Big fund managers are steeling themselves for a sweeping set of anti-greenwashing rules in Europe that could affect their operations globally when the rules begin to take effect in days.
Greenwashing is when a fund misleadingly labels itself as “eco” or “sustainable” to attract environmentally minded investors. Greenwashing claims exaggerate or misrepresent an investment’s real environmental benefits—posing a thorn in the side of advocates of do-good, or sustainable, finance.
Rules that begin to take effect March 10 will require investment firms managing money in the European Union—many of which market funds that claim to focus on themes of environmental and social sustainability—to say whether they are reviewing the environmental and social impacts of their investments based on 18 metrics.

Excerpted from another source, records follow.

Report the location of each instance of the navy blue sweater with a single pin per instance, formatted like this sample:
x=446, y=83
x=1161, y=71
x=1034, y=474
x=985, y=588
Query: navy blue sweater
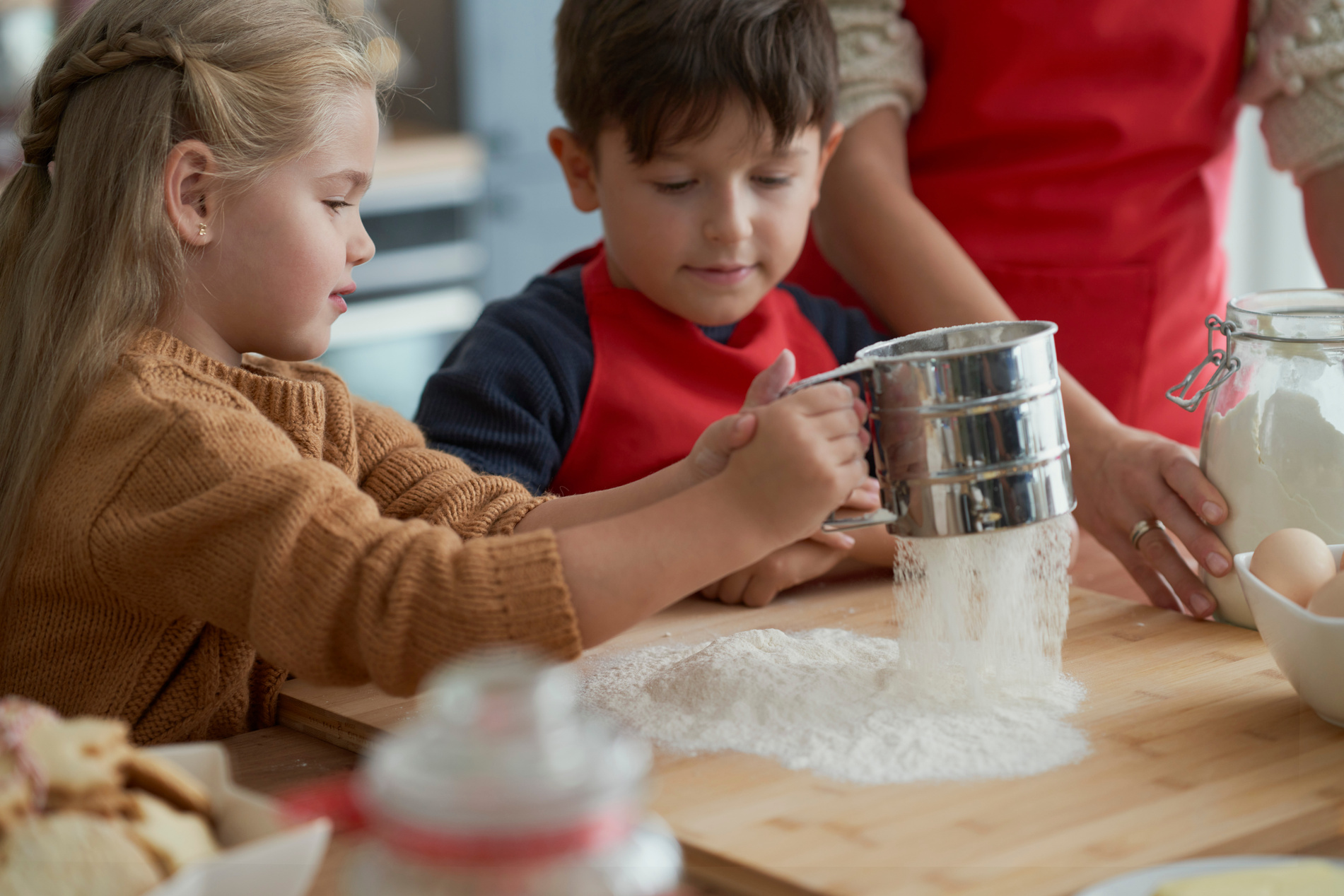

The companies can also choose to explain why they aren’t considering those impacts, which range from greenhouse-gas emissions to gender pay gaps.
By June 30, money managers with more than 500 employees will no longer have that choice: They must publish a statement saying that they are considering the adverse impacts of their investments. Those that don’t meet the 500-staff threshold can opt out, but must still state clearly why they choose not to do so.
The good and ‘not so good’
Until now, institutional investors and asset managers could pretty much say whatever they wanted to with regard to sustainable investing, says Bård Bringedal, chief equities investment officer at Storebrand, Norway’s largest private asset manager.